Two Springfield youths were injured by lightning yesterday afternoon as brief but turbulent thunderstorms ripped through the Washington area.

Fairfax County police said John Fagan, 12, and Peter L. Reynolds, 13, were playing in a thicket about 3:35 p.m. in the 8300 block of Kenwood Avenue when a bolt of lightning struck them.

Fagan, of 6504 Tiburon Court, apparently was hit by the full force of the bolt and suffered severe burns over much of his body, police said. Reynolds, of 6500 Tiburon Ct., was standing a few feet away and suffered severe chest burns, police said.

Both victims were taken to Fairfax Hospital where a spokesman said Reynolds was in serious condition. Fagan was reported in critical condition and later was transferred to the burn unit at Children's Hospital in Washington.

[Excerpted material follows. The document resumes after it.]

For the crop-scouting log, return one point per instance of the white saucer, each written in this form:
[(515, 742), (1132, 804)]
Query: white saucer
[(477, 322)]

Being struck by lightning, to a degree, causes much the same effect as electrocution. The skin will be burned at the point of entry of the electrical charge, and varying amounts of damage can be done to body organs and tissue. The heart beat and brain activity can be affected, and a charge of sufficient intensity--depending on the individual--can cause a seizure, shock from interruption of the pumping of blood through the body and even a heart attack.

About three blocks from where the boys were struck, lightning is suspected to have caused a fire at 6823 Ontario St., according to fire officials.

They reported that an occupant of the house heard a "loud crack" moments before flames were detected. A West Springfield firefighter, Jimmy Heider, 28, was treated for minor burns on the neck and hands at Fairfax Hospital.

The storms led to scattered power outages and a rash of minor traffic accidents, area police reported.

A spokesman for Virginia Electric and Power Co. said about 10,000 customers were without power, but that service was restored before darkness in most cases, as was the case in other sections of the area.

A spokesman for Potomac Electric Power Co. said more than 1,300 homes in Chevy Chase were left without electricity when wind downed an electric cable at Wisconsin Avenue and Bradley Lane at 4:19 p.m. Another 600 were without service in the District and Montgomery and Prince George's counties.

Yesterday's rains marked the first significant fall in the area in nearly two weeks, according to the National Weather Service.

Larry Wenzel of the Weather Service said the rain came in a line of storms that formed from warm humid air moving up from the south.